During Autumn 2021, the company started working with ImmoScout24, a real estate platform, to help find spaces where new stores would work well.

In October 2022, Woolworth announced that it sees potential for more than 1,000 locations in the medium term and announced that the chain would expand to Poland in May 2023, it was also stated that the chain had experienced immense financial growth and was becoming more popular due to the cost of living crisis.

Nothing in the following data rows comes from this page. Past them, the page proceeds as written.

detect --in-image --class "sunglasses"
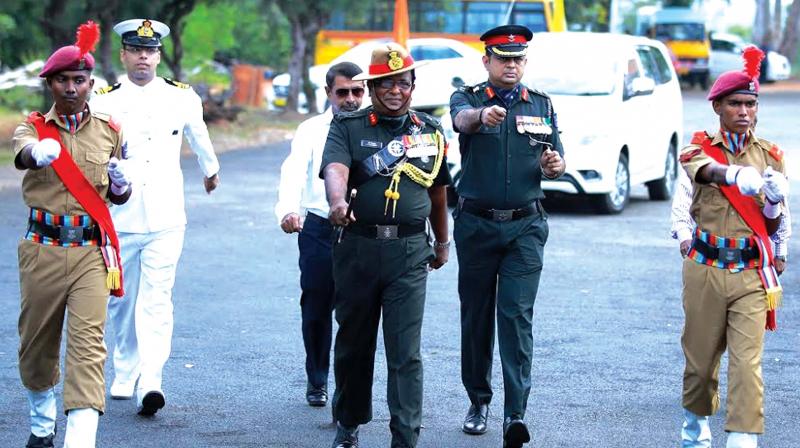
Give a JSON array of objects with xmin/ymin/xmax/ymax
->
[
  {"xmin": 375, "ymin": 79, "xmax": 413, "ymax": 91},
  {"xmin": 334, "ymin": 87, "xmax": 365, "ymax": 98}
]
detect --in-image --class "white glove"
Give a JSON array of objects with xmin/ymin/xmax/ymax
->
[
  {"xmin": 725, "ymin": 165, "xmax": 763, "ymax": 196},
  {"xmin": 762, "ymin": 166, "xmax": 788, "ymax": 204},
  {"xmin": 30, "ymin": 138, "xmax": 61, "ymax": 167},
  {"xmin": 108, "ymin": 157, "xmax": 130, "ymax": 194}
]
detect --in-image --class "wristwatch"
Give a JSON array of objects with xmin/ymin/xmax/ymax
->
[
  {"xmin": 775, "ymin": 255, "xmax": 787, "ymax": 262},
  {"xmin": 434, "ymin": 240, "xmax": 451, "ymax": 249}
]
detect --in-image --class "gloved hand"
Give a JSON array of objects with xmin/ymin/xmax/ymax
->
[
  {"xmin": 762, "ymin": 166, "xmax": 789, "ymax": 204},
  {"xmin": 108, "ymin": 157, "xmax": 130, "ymax": 194},
  {"xmin": 30, "ymin": 138, "xmax": 61, "ymax": 167},
  {"xmin": 725, "ymin": 165, "xmax": 763, "ymax": 196}
]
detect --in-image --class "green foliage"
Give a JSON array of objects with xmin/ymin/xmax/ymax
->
[
  {"xmin": 0, "ymin": 86, "xmax": 43, "ymax": 112},
  {"xmin": 726, "ymin": 25, "xmax": 751, "ymax": 41},
  {"xmin": 565, "ymin": 0, "xmax": 610, "ymax": 32}
]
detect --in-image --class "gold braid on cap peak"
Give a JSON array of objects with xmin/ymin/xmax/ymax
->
[{"xmin": 490, "ymin": 46, "xmax": 526, "ymax": 57}]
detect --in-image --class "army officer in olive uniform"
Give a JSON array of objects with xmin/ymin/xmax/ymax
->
[
  {"xmin": 449, "ymin": 25, "xmax": 565, "ymax": 448},
  {"xmin": 321, "ymin": 43, "xmax": 450, "ymax": 448}
]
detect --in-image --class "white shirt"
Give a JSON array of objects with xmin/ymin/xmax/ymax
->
[
  {"xmin": 274, "ymin": 108, "xmax": 333, "ymax": 223},
  {"xmin": 671, "ymin": 168, "xmax": 791, "ymax": 257},
  {"xmin": 91, "ymin": 76, "xmax": 220, "ymax": 233}
]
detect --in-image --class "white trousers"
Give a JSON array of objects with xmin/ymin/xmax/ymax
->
[{"xmin": 106, "ymin": 227, "xmax": 185, "ymax": 394}]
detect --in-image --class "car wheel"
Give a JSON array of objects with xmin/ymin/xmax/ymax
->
[
  {"xmin": 646, "ymin": 141, "xmax": 677, "ymax": 201},
  {"xmin": 593, "ymin": 153, "xmax": 629, "ymax": 214}
]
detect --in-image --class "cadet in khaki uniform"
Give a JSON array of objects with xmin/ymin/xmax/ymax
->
[
  {"xmin": 679, "ymin": 46, "xmax": 789, "ymax": 448},
  {"xmin": 12, "ymin": 21, "xmax": 132, "ymax": 448},
  {"xmin": 448, "ymin": 25, "xmax": 565, "ymax": 448},
  {"xmin": 321, "ymin": 43, "xmax": 450, "ymax": 448}
]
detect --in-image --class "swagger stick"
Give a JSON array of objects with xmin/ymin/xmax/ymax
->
[{"xmin": 336, "ymin": 189, "xmax": 357, "ymax": 243}]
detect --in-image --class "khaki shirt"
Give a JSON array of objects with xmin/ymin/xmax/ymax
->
[
  {"xmin": 680, "ymin": 130, "xmax": 785, "ymax": 238},
  {"xmin": 12, "ymin": 105, "xmax": 124, "ymax": 216}
]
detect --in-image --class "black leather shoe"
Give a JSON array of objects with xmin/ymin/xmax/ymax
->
[
  {"xmin": 331, "ymin": 423, "xmax": 359, "ymax": 448},
  {"xmin": 503, "ymin": 418, "xmax": 531, "ymax": 448},
  {"xmin": 138, "ymin": 390, "xmax": 166, "ymax": 416},
  {"xmin": 462, "ymin": 403, "xmax": 489, "ymax": 435},
  {"xmin": 26, "ymin": 432, "xmax": 55, "ymax": 448},
  {"xmin": 306, "ymin": 383, "xmax": 328, "ymax": 407}
]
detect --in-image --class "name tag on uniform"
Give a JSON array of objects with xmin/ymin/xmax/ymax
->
[
  {"xmin": 516, "ymin": 116, "xmax": 552, "ymax": 135},
  {"xmin": 361, "ymin": 139, "xmax": 383, "ymax": 149},
  {"xmin": 403, "ymin": 134, "xmax": 438, "ymax": 158}
]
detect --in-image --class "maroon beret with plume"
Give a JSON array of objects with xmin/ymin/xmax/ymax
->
[
  {"xmin": 39, "ymin": 21, "xmax": 100, "ymax": 78},
  {"xmin": 707, "ymin": 45, "xmax": 765, "ymax": 101}
]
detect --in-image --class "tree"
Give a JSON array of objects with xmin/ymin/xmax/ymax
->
[
  {"xmin": 753, "ymin": 0, "xmax": 772, "ymax": 48},
  {"xmin": 155, "ymin": 0, "xmax": 200, "ymax": 81},
  {"xmin": 779, "ymin": 0, "xmax": 800, "ymax": 63},
  {"xmin": 271, "ymin": 0, "xmax": 379, "ymax": 114}
]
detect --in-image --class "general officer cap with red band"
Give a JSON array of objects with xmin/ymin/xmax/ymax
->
[
  {"xmin": 707, "ymin": 45, "xmax": 765, "ymax": 101},
  {"xmin": 39, "ymin": 21, "xmax": 100, "ymax": 78},
  {"xmin": 480, "ymin": 24, "xmax": 533, "ymax": 58},
  {"xmin": 352, "ymin": 42, "xmax": 428, "ymax": 81}
]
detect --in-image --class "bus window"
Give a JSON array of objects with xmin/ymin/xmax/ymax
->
[
  {"xmin": 511, "ymin": 3, "xmax": 547, "ymax": 32},
  {"xmin": 413, "ymin": 1, "xmax": 463, "ymax": 33},
  {"xmin": 464, "ymin": 2, "xmax": 509, "ymax": 34}
]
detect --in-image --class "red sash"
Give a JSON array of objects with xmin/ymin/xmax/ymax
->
[
  {"xmin": 27, "ymin": 112, "xmax": 125, "ymax": 297},
  {"xmin": 694, "ymin": 131, "xmax": 781, "ymax": 330}
]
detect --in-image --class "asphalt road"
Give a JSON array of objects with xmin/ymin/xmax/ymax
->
[{"xmin": 0, "ymin": 89, "xmax": 798, "ymax": 447}]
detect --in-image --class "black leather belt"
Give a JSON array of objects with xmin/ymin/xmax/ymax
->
[
  {"xmin": 460, "ymin": 198, "xmax": 541, "ymax": 222},
  {"xmin": 27, "ymin": 220, "xmax": 100, "ymax": 244},
  {"xmin": 691, "ymin": 238, "xmax": 759, "ymax": 263},
  {"xmin": 347, "ymin": 223, "xmax": 426, "ymax": 240}
]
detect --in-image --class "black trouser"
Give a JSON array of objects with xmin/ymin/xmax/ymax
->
[
  {"xmin": 453, "ymin": 207, "xmax": 549, "ymax": 420},
  {"xmin": 331, "ymin": 232, "xmax": 432, "ymax": 448},
  {"xmin": 298, "ymin": 213, "xmax": 335, "ymax": 388}
]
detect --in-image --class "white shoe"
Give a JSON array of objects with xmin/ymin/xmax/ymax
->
[
  {"xmin": 110, "ymin": 378, "xmax": 136, "ymax": 400},
  {"xmin": 136, "ymin": 389, "xmax": 165, "ymax": 416},
  {"xmin": 64, "ymin": 408, "xmax": 98, "ymax": 448},
  {"xmin": 727, "ymin": 432, "xmax": 758, "ymax": 448},
  {"xmin": 682, "ymin": 408, "xmax": 712, "ymax": 448}
]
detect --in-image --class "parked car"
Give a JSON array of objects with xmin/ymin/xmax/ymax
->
[
  {"xmin": 442, "ymin": 32, "xmax": 683, "ymax": 214},
  {"xmin": 272, "ymin": 37, "xmax": 485, "ymax": 114},
  {"xmin": 710, "ymin": 32, "xmax": 791, "ymax": 82}
]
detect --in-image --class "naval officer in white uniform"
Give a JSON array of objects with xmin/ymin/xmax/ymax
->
[{"xmin": 91, "ymin": 18, "xmax": 220, "ymax": 417}]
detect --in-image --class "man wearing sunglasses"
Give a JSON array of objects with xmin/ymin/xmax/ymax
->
[
  {"xmin": 275, "ymin": 62, "xmax": 365, "ymax": 408},
  {"xmin": 90, "ymin": 18, "xmax": 220, "ymax": 417},
  {"xmin": 321, "ymin": 43, "xmax": 451, "ymax": 448}
]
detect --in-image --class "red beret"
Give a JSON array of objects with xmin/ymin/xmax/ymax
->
[
  {"xmin": 707, "ymin": 70, "xmax": 758, "ymax": 101},
  {"xmin": 707, "ymin": 45, "xmax": 764, "ymax": 101},
  {"xmin": 39, "ymin": 46, "xmax": 95, "ymax": 78},
  {"xmin": 39, "ymin": 20, "xmax": 100, "ymax": 78}
]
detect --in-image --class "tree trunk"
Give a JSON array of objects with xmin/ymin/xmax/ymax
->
[
  {"xmin": 774, "ymin": 0, "xmax": 783, "ymax": 45},
  {"xmin": 286, "ymin": 18, "xmax": 307, "ymax": 113},
  {"xmin": 754, "ymin": 0, "xmax": 772, "ymax": 48},
  {"xmin": 157, "ymin": 0, "xmax": 197, "ymax": 81},
  {"xmin": 779, "ymin": 0, "xmax": 800, "ymax": 62},
  {"xmin": 302, "ymin": 23, "xmax": 319, "ymax": 114},
  {"xmin": 40, "ymin": 0, "xmax": 69, "ymax": 109},
  {"xmin": 86, "ymin": 0, "xmax": 120, "ymax": 85}
]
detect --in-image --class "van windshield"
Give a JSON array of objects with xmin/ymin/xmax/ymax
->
[{"xmin": 654, "ymin": 23, "xmax": 705, "ymax": 42}]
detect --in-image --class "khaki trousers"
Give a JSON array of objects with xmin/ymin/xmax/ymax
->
[
  {"xmin": 18, "ymin": 239, "xmax": 109, "ymax": 413},
  {"xmin": 681, "ymin": 258, "xmax": 767, "ymax": 433}
]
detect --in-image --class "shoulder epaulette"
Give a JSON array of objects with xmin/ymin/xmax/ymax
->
[
  {"xmin": 526, "ymin": 87, "xmax": 550, "ymax": 99},
  {"xmin": 757, "ymin": 138, "xmax": 784, "ymax": 162},
  {"xmin": 95, "ymin": 83, "xmax": 121, "ymax": 95},
  {"xmin": 163, "ymin": 77, "xmax": 191, "ymax": 89},
  {"xmin": 332, "ymin": 108, "xmax": 369, "ymax": 122},
  {"xmin": 690, "ymin": 131, "xmax": 709, "ymax": 145},
  {"xmin": 410, "ymin": 110, "xmax": 441, "ymax": 129}
]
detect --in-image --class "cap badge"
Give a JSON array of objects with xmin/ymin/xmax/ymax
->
[
  {"xmin": 137, "ymin": 20, "xmax": 154, "ymax": 38},
  {"xmin": 388, "ymin": 51, "xmax": 404, "ymax": 71},
  {"xmin": 749, "ymin": 81, "xmax": 756, "ymax": 91},
  {"xmin": 508, "ymin": 34, "xmax": 516, "ymax": 42}
]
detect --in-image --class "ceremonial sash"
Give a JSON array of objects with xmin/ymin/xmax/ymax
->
[
  {"xmin": 695, "ymin": 131, "xmax": 781, "ymax": 330},
  {"xmin": 28, "ymin": 112, "xmax": 125, "ymax": 297}
]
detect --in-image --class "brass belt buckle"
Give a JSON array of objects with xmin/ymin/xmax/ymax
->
[
  {"xmin": 376, "ymin": 225, "xmax": 399, "ymax": 240},
  {"xmin": 59, "ymin": 226, "xmax": 84, "ymax": 243},
  {"xmin": 492, "ymin": 209, "xmax": 513, "ymax": 222},
  {"xmin": 717, "ymin": 247, "xmax": 742, "ymax": 263}
]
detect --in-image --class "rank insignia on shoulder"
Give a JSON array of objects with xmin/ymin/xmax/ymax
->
[
  {"xmin": 768, "ymin": 144, "xmax": 784, "ymax": 162},
  {"xmin": 95, "ymin": 83, "xmax": 121, "ymax": 95},
  {"xmin": 163, "ymin": 77, "xmax": 190, "ymax": 89},
  {"xmin": 108, "ymin": 116, "xmax": 122, "ymax": 133}
]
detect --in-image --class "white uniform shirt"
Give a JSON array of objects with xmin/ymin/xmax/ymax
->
[
  {"xmin": 671, "ymin": 168, "xmax": 791, "ymax": 257},
  {"xmin": 274, "ymin": 108, "xmax": 333, "ymax": 223},
  {"xmin": 91, "ymin": 76, "xmax": 220, "ymax": 233}
]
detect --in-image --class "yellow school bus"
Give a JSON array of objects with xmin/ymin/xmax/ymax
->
[{"xmin": 315, "ymin": 0, "xmax": 567, "ymax": 64}]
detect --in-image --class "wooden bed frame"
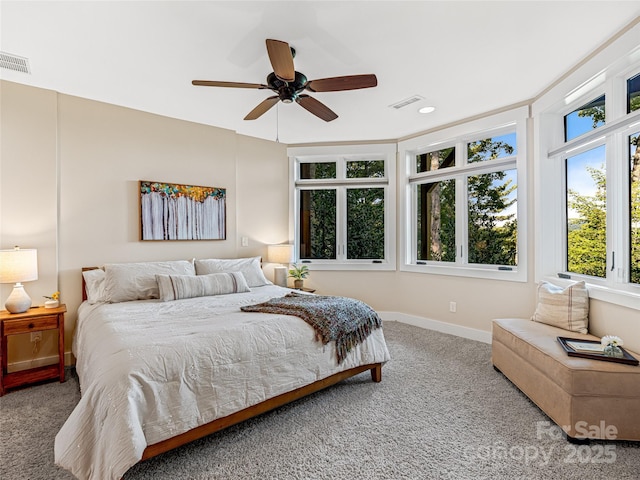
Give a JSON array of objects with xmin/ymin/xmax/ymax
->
[{"xmin": 80, "ymin": 267, "xmax": 383, "ymax": 464}]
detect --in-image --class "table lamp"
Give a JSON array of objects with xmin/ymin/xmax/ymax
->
[
  {"xmin": 0, "ymin": 246, "xmax": 38, "ymax": 313},
  {"xmin": 267, "ymin": 244, "xmax": 294, "ymax": 287}
]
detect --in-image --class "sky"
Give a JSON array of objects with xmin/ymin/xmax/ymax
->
[
  {"xmin": 564, "ymin": 108, "xmax": 606, "ymax": 220},
  {"xmin": 566, "ymin": 144, "xmax": 605, "ymax": 219}
]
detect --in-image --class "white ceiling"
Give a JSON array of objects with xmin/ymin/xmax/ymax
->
[{"xmin": 1, "ymin": 1, "xmax": 638, "ymax": 144}]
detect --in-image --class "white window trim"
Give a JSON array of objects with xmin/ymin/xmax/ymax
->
[
  {"xmin": 287, "ymin": 143, "xmax": 396, "ymax": 271},
  {"xmin": 534, "ymin": 23, "xmax": 640, "ymax": 311},
  {"xmin": 398, "ymin": 106, "xmax": 529, "ymax": 282}
]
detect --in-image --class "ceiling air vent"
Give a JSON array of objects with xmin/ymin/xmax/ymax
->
[
  {"xmin": 389, "ymin": 95, "xmax": 424, "ymax": 110},
  {"xmin": 0, "ymin": 52, "xmax": 31, "ymax": 74}
]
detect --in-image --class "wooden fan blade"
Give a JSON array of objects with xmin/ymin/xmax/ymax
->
[
  {"xmin": 192, "ymin": 80, "xmax": 268, "ymax": 89},
  {"xmin": 296, "ymin": 94, "xmax": 338, "ymax": 122},
  {"xmin": 244, "ymin": 96, "xmax": 280, "ymax": 120},
  {"xmin": 306, "ymin": 74, "xmax": 378, "ymax": 92},
  {"xmin": 266, "ymin": 39, "xmax": 295, "ymax": 82}
]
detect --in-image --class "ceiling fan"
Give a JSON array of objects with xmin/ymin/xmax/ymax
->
[{"xmin": 192, "ymin": 39, "xmax": 377, "ymax": 122}]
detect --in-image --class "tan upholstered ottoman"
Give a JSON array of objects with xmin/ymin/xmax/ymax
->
[{"xmin": 492, "ymin": 318, "xmax": 640, "ymax": 441}]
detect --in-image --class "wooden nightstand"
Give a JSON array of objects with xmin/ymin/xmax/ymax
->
[{"xmin": 0, "ymin": 304, "xmax": 66, "ymax": 396}]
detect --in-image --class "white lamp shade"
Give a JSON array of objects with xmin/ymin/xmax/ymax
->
[
  {"xmin": 267, "ymin": 244, "xmax": 294, "ymax": 265},
  {"xmin": 0, "ymin": 248, "xmax": 38, "ymax": 284}
]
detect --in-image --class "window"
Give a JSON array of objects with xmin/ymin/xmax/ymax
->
[
  {"xmin": 299, "ymin": 189, "xmax": 336, "ymax": 259},
  {"xmin": 565, "ymin": 144, "xmax": 607, "ymax": 278},
  {"xmin": 630, "ymin": 130, "xmax": 640, "ymax": 284},
  {"xmin": 399, "ymin": 107, "xmax": 528, "ymax": 281},
  {"xmin": 564, "ymin": 95, "xmax": 605, "ymax": 141},
  {"xmin": 628, "ymin": 72, "xmax": 640, "ymax": 114},
  {"xmin": 416, "ymin": 178, "xmax": 456, "ymax": 262},
  {"xmin": 288, "ymin": 144, "xmax": 396, "ymax": 270},
  {"xmin": 537, "ymin": 59, "xmax": 640, "ymax": 309}
]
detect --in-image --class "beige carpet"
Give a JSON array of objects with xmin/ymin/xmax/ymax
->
[{"xmin": 1, "ymin": 321, "xmax": 638, "ymax": 479}]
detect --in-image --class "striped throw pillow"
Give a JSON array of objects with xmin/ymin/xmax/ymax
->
[
  {"xmin": 531, "ymin": 281, "xmax": 589, "ymax": 334},
  {"xmin": 156, "ymin": 272, "xmax": 250, "ymax": 302}
]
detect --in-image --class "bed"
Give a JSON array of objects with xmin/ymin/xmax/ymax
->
[{"xmin": 54, "ymin": 258, "xmax": 390, "ymax": 480}]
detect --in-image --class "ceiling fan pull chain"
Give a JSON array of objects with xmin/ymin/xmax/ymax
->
[{"xmin": 276, "ymin": 103, "xmax": 280, "ymax": 143}]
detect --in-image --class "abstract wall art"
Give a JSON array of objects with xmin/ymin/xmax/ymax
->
[{"xmin": 140, "ymin": 181, "xmax": 226, "ymax": 240}]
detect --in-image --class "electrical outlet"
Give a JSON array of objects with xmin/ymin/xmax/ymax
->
[
  {"xmin": 30, "ymin": 331, "xmax": 42, "ymax": 343},
  {"xmin": 449, "ymin": 301, "xmax": 457, "ymax": 313}
]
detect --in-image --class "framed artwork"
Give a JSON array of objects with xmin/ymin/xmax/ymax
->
[{"xmin": 139, "ymin": 181, "xmax": 226, "ymax": 240}]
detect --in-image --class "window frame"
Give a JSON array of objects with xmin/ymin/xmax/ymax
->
[
  {"xmin": 288, "ymin": 144, "xmax": 396, "ymax": 271},
  {"xmin": 399, "ymin": 107, "xmax": 529, "ymax": 282},
  {"xmin": 535, "ymin": 51, "xmax": 640, "ymax": 310}
]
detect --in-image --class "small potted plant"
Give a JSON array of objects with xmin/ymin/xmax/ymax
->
[{"xmin": 288, "ymin": 264, "xmax": 309, "ymax": 289}]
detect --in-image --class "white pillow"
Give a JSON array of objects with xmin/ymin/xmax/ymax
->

== List of international operations ==

=== Austria ===
The retailer established stores in Austria in the early 2000s, before closing in 2009. The chain returned to Austria in November 2023 with a store in Eisenstadt.

=== Czech Republic ===
The first Woolworth store in the Czech Republic opened in June 2025.

=== Poland ===
Woolworth opened its first Polish store in Kraków on 8 May 2023. Other stores quickly followed in Poznań and Warsaw.

=== Slovakia ===
The first Woolworth store in Slovakia opened in October 2025.

=== United Kingdom and Ireland ===
In May 2021, the retailer purchased the dormant British and Irish Woolworth/s brands from The Very Group; both had ceased trading in 2009 and 1984 respectively. The Very Group had continued Woolworths.co.uk as an online retailer from 2009, before merging it into Very.co.uk in 2015. In 2024, a spokesperson for Roman Heini said that Britain is on a bucket list for possible international expansion destinations.